Es kann nicht so weitergehen, wie wir das in Mitte Altona erlebt haben, wo vor fast zehn Jahren die Grundstücke gekauft wurden und jetzt für 17 bis 25 Euro pro Quadratmeter Kaltmiete angeboten werden. Es ist deshalb zu begrüßen, wenn der Senat dieser Entwicklung dadurch entgegenwirkt, dass städtische Grundstücke im Erbbaurecht und auch mit Konzeptausschreibungen vergeben werden. Diese auch von der Baulandkommission empfohlene Maßnahme grenzt den spekulativen Weiterverkauf von privat an privat ein und schafft zugleich Möglichkeiten, die Mietpreisentwicklung zu beeinflussen. Zugleich erleichtern wir auch denjenigen, die sich einen Kauf nicht leisten können, sich aber einer Gemeinwohlorientierung verpflichtet fühlen, städtisches Bauland zu nutzen.
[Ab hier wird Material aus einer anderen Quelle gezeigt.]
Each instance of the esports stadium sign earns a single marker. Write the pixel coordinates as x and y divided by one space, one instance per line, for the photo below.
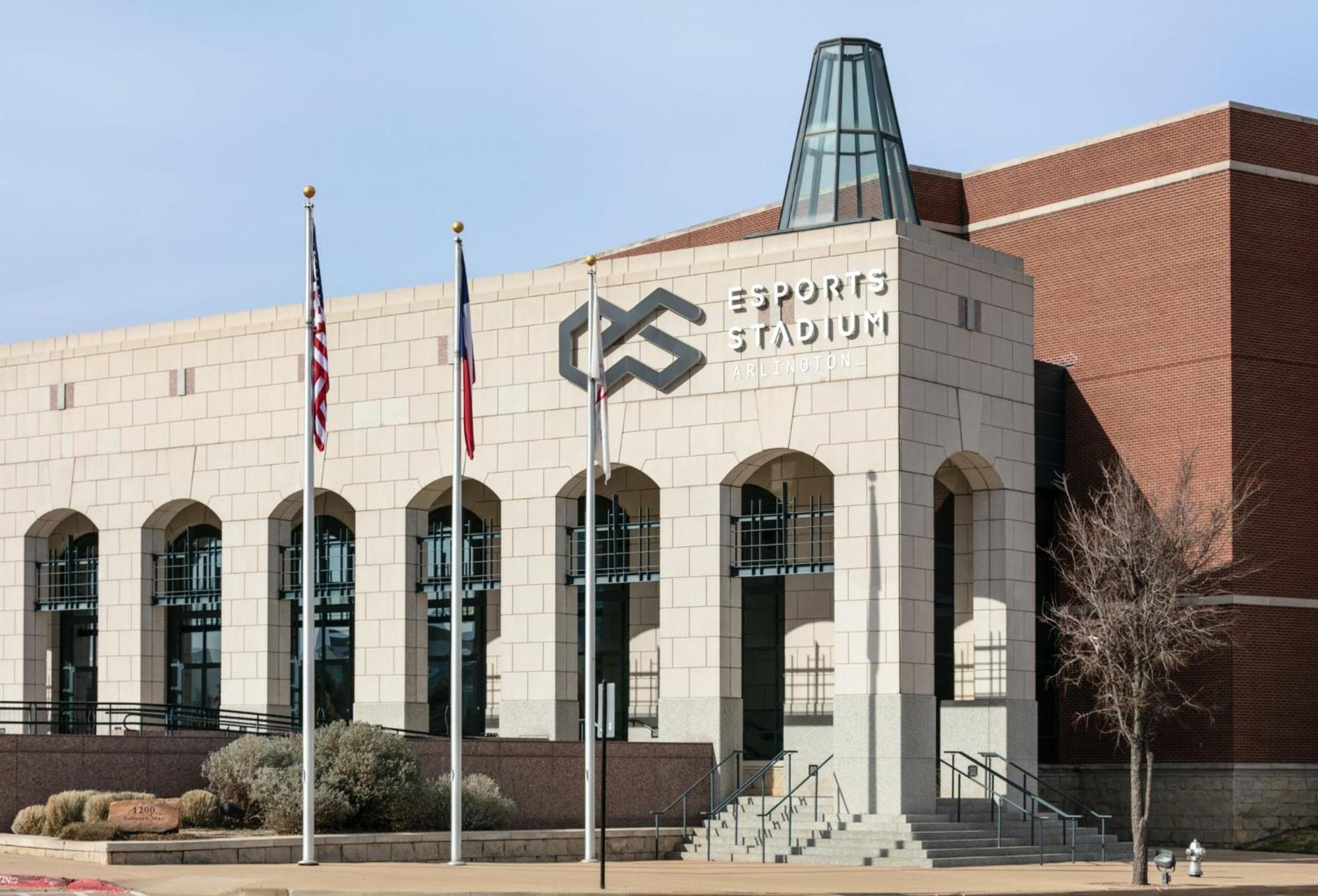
621 327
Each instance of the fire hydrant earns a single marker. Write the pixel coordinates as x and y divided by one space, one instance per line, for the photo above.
1196 853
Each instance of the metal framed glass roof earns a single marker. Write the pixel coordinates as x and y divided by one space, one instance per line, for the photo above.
849 164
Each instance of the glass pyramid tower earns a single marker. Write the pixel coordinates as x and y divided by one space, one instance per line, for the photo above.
849 164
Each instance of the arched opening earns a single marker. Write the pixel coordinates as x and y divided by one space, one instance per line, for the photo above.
984 658
782 562
627 595
63 547
186 546
965 666
335 600
482 567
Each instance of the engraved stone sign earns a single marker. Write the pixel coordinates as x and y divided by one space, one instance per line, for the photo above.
154 816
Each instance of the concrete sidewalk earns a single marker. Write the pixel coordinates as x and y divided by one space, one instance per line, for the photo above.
1226 874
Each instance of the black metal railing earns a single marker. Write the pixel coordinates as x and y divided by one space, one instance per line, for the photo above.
68 584
785 541
482 559
337 571
1029 806
735 799
791 808
92 717
710 778
625 551
188 576
1068 802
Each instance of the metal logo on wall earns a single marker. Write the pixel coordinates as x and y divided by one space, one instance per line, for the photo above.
623 325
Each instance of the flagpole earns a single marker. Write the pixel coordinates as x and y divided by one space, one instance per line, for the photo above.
588 686
455 562
309 574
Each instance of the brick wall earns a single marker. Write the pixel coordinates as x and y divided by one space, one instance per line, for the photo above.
544 778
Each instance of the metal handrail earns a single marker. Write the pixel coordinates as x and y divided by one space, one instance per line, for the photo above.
1002 798
654 732
997 775
735 800
1026 775
791 812
682 798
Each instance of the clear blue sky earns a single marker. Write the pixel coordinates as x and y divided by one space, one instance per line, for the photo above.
152 154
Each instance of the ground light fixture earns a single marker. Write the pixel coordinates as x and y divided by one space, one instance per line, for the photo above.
1166 861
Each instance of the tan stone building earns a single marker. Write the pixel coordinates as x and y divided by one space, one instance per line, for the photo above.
786 410
121 447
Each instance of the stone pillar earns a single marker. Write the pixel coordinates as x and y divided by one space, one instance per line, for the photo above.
699 620
391 644
884 708
256 628
538 625
130 630
1002 717
24 633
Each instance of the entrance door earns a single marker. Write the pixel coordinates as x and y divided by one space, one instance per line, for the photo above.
474 665
764 675
194 663
612 644
78 673
334 662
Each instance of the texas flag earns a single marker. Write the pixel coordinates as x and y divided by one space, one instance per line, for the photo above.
466 354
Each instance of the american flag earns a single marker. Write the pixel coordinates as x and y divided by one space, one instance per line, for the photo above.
466 354
320 346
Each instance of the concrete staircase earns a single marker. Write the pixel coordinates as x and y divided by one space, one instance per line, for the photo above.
932 841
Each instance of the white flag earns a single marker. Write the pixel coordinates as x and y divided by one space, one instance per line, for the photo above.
602 393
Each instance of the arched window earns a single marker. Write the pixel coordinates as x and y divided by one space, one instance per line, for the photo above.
190 570
189 582
73 569
335 594
479 554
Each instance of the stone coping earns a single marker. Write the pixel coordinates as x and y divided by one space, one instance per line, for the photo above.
561 845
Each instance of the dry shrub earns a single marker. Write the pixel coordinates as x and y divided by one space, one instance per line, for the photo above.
198 810
30 822
64 810
234 769
279 795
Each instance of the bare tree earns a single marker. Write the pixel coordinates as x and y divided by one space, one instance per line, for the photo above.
1134 573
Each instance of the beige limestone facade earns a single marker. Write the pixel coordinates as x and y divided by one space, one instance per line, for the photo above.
917 370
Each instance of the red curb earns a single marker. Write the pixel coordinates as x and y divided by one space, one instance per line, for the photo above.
40 882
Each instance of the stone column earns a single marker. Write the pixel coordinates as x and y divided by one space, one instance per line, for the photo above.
538 619
391 640
884 710
24 633
1002 717
699 620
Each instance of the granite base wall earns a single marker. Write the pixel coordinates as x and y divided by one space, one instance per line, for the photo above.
542 777
1218 804
625 845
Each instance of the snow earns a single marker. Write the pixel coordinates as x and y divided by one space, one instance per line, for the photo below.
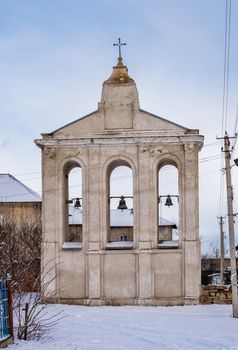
118 218
120 245
72 245
12 190
200 327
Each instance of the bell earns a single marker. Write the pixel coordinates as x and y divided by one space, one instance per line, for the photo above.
77 203
168 202
122 203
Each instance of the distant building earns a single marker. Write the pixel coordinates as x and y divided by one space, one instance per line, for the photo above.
18 203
Dazu werden wir beim geförderten Wohnraum den Preis auf 600 Euro je Quadratmeter auch bei der Zinsberechnung im Rahmen des Erbbaurechts begrenzen.
Auge behalten –, stadtentwicklungspolitische Handlungsspielräume zu erhalten, die weit über die Nutzungsdauer eines einzelnen Gebäudes hinausgehen. Dabei kommen wir den Problemen der Erbbaurechtsnehmer durchaus entgegen, was die Kreditfinanzierung betrifft, also die Beleihbarkeit der Erbbaurechtsgrundstücke und die Bewertung im Heimfall. Warum sollten wir das auch nicht tun? Denn die Stadt hat doch ein Interesse daran, dass bezahlbarer Wohnraum erhalten bleibt, dass er instand gehalten wird, auch wenn die Laufzeit langsam zu Ende geht. Deswegen haben wir – anders als im Bund übrigens, wo wir vergeblich auf entsprechende Entscheidungen gewartet haben – Maßnahmen eingebaut, die zum Beispiel dem Mieterschutz und der löchrigen Mietpreisbremse, die nachgebessert werden musste, dienen. Wir warten schon viel zu lange auf die Wahrnehmung der sozialen Verpflichtung der Bundesimmobilienanstalt, bei sozialen Zwecken den Verkauf an die Länder endlich voranzutreiben.
Wir wollen endlich eine wirksame Unterbindung der Share Deals unter Umgehung der Grunderwerbssteuer, und wir fordern die Schaffung einer neuen Wohnungsgemeinnützigkeit, um bezahlbaren Wohnraum dauerhaft zu erhalten. Dazu kommen dringend notwendige Änderungen im Baugesetzbuch; das ist schon angesprochen worden. Die Länder fühlen sich in vielen Punkten vom Bund im Regen stehen gelassen. Darüber werden wir im Ausschuss beraten.
Hier liegt noch irgendein Zettel, aber nicht von mir. Kann man nicht lesen, umfangreich, Papier siegt. Ich fange jetzt mit meiner Rede an.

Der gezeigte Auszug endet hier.